Liberating Wi-Fi on the ESP32 [video]

Project: Open Wi‑Fi MAC on ESP32

  • Linked repo provides an open-source Wi‑Fi MAC implementation for ESP32, with a blog series documenting the reverse engineering.
  • Some argue maintaining compatibility with Espressif’s closed API is valuable so existing examples and docs still apply, lowering the barrier to experimenting with MAC‑layer changes.
  • Questions remain on how “deep” the hack is: it appears to manipulate registers and interrupts, likely still talking to internal firmware layers rather than fully replacing all radio logic.

Cost and Architecture of Wi‑Fi ICs

  • Wi‑Fi is described as computationally and RF‑intensive: effectively a fast 32‑bit system plus complex RF front‑end, certification, and standards overhead.
  • Historically, many vendors treated Wi‑Fi as an add‑on to an MCU; Espressif inverted this by making a Wi‑Fi chip that also runs user code, eliminating a separate MCU.
  • Some note you can buy ESP32 boards cheaper than many standalone Wi‑Fi chips, especially from Chinese vendors; others point out volume pricing for traditional Wi‑Fi ICs can be low but not hobbyist‑friendly.

Performance, Power, and Use Cases

  • ESP32 is characterized as a low‑end IoT solution: tens of Mbit/s in practice, far below modern Wi‑Fi 5/6 adapters that can sustain hundreds of Mbit/s or more.
  • Some report overheating or needing cooling at higher throughput; others challenge such anecdotes.
  • Commenters argue this makes ESP32 unsuitable for high‑end products (e.g., laptops/phones), citing speed and power consumption.

Open Wi‑Fi Alternatives

  • Open firmware exists for some Qualcomm Atheros chips (ath9k‑htc), cited as a rare fully open example.
  • Progress on fully open RF hardware is called “virtually non‑existent” due to high tapeout and RF costs; most open work focuses on SDR.

Regulation, Firmware, and FCC Rules

  • Using open firmware on ESP32 modules appears to invalidate existing certifications if devices are distributed that way; end‑user modifications for personal use may fall under “home‑built” allowances, but the scope is debated.
  • There’s concern that regulatory pressure can lead to tamper‑resistant Wi‑Fi gear, which often means locking out third‑party firmware and increasing long‑term security risk.
  • Past FCC discussions about requiring secure boot on routers were mentioned as a near‑miss that could have severely restricted hacking and updates.
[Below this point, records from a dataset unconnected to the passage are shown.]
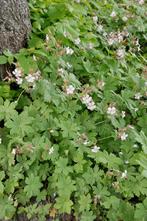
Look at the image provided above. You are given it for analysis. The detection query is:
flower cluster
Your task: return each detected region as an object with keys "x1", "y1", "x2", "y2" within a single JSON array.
[
  {"x1": 117, "y1": 128, "x2": 128, "y2": 141},
  {"x1": 81, "y1": 94, "x2": 96, "y2": 111},
  {"x1": 65, "y1": 47, "x2": 74, "y2": 55},
  {"x1": 107, "y1": 105, "x2": 117, "y2": 116},
  {"x1": 91, "y1": 145, "x2": 101, "y2": 153},
  {"x1": 12, "y1": 67, "x2": 23, "y2": 85},
  {"x1": 25, "y1": 70, "x2": 40, "y2": 84},
  {"x1": 65, "y1": 84, "x2": 75, "y2": 95},
  {"x1": 107, "y1": 30, "x2": 129, "y2": 46}
]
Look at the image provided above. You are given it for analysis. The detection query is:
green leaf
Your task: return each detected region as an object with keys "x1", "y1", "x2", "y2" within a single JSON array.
[
  {"x1": 0, "y1": 55, "x2": 7, "y2": 65},
  {"x1": 24, "y1": 174, "x2": 42, "y2": 198}
]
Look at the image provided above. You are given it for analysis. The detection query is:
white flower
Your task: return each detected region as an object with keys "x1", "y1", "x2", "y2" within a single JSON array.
[
  {"x1": 74, "y1": 38, "x2": 81, "y2": 45},
  {"x1": 116, "y1": 48, "x2": 125, "y2": 59},
  {"x1": 16, "y1": 78, "x2": 23, "y2": 85},
  {"x1": 66, "y1": 85, "x2": 75, "y2": 95},
  {"x1": 25, "y1": 74, "x2": 35, "y2": 83},
  {"x1": 121, "y1": 170, "x2": 128, "y2": 178},
  {"x1": 121, "y1": 111, "x2": 126, "y2": 118},
  {"x1": 120, "y1": 132, "x2": 128, "y2": 141},
  {"x1": 110, "y1": 11, "x2": 116, "y2": 18},
  {"x1": 65, "y1": 47, "x2": 74, "y2": 55},
  {"x1": 138, "y1": 0, "x2": 144, "y2": 5},
  {"x1": 12, "y1": 68, "x2": 22, "y2": 78},
  {"x1": 48, "y1": 147, "x2": 54, "y2": 155},
  {"x1": 122, "y1": 16, "x2": 128, "y2": 22},
  {"x1": 97, "y1": 25, "x2": 103, "y2": 32},
  {"x1": 91, "y1": 145, "x2": 101, "y2": 153},
  {"x1": 107, "y1": 106, "x2": 116, "y2": 115},
  {"x1": 134, "y1": 93, "x2": 142, "y2": 100},
  {"x1": 92, "y1": 16, "x2": 98, "y2": 23}
]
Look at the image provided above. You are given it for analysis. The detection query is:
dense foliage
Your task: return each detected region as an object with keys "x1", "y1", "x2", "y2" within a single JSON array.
[{"x1": 0, "y1": 0, "x2": 147, "y2": 221}]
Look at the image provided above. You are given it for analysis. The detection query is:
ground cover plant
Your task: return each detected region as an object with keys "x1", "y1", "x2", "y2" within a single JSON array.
[{"x1": 0, "y1": 0, "x2": 147, "y2": 221}]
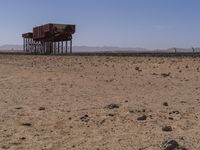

ESP32 vs Other Vendors and Ecosystem

  • Nordic, TI, Infineon, Beken, Realtek, and others offer Wi‑Fi/Bluetooth solutions, but often as separate chips, more expensive, or less accessible to hobbyists.
  • ESP32/8266 succeeded by being cheap, globally available, on ready‑to‑use breakout boards, with Arduino/MicroPython support and permissive attitudes toward community hacking.
  • Some lament lost low‑level hacks possible on ESP8266 that are harder or blocked on ESP32, possibly due to regulatory pressure.

Wi‑Fi Provisioning and PHY‑Level Tricks

  • One idea: encode SSID/password in packet length patterns so a device without keys can still “read” them from traffic; difficulty is that few IoT chips expose that low‑level PHY control.
  • Similar schemes exist commercially (e.g., TI SmartConfig, Espressif AirKiss/ESPTouch), but 2.4‑GHz‑only support makes UX awkward with dual‑band networks; many now prefer BLE for provisioning.

Culture and Side Threads

  • CCC conferences still run DECT (and SIP, GSM, even ISDN) internal phone networks; DECT is considered robust and has better range than Wi‑Fi in that context.
  • Some discussion touches on Chinese IP practices, “sharing” culture vs. Western IP law, and historical analogies, with strong disagreement and no consensus.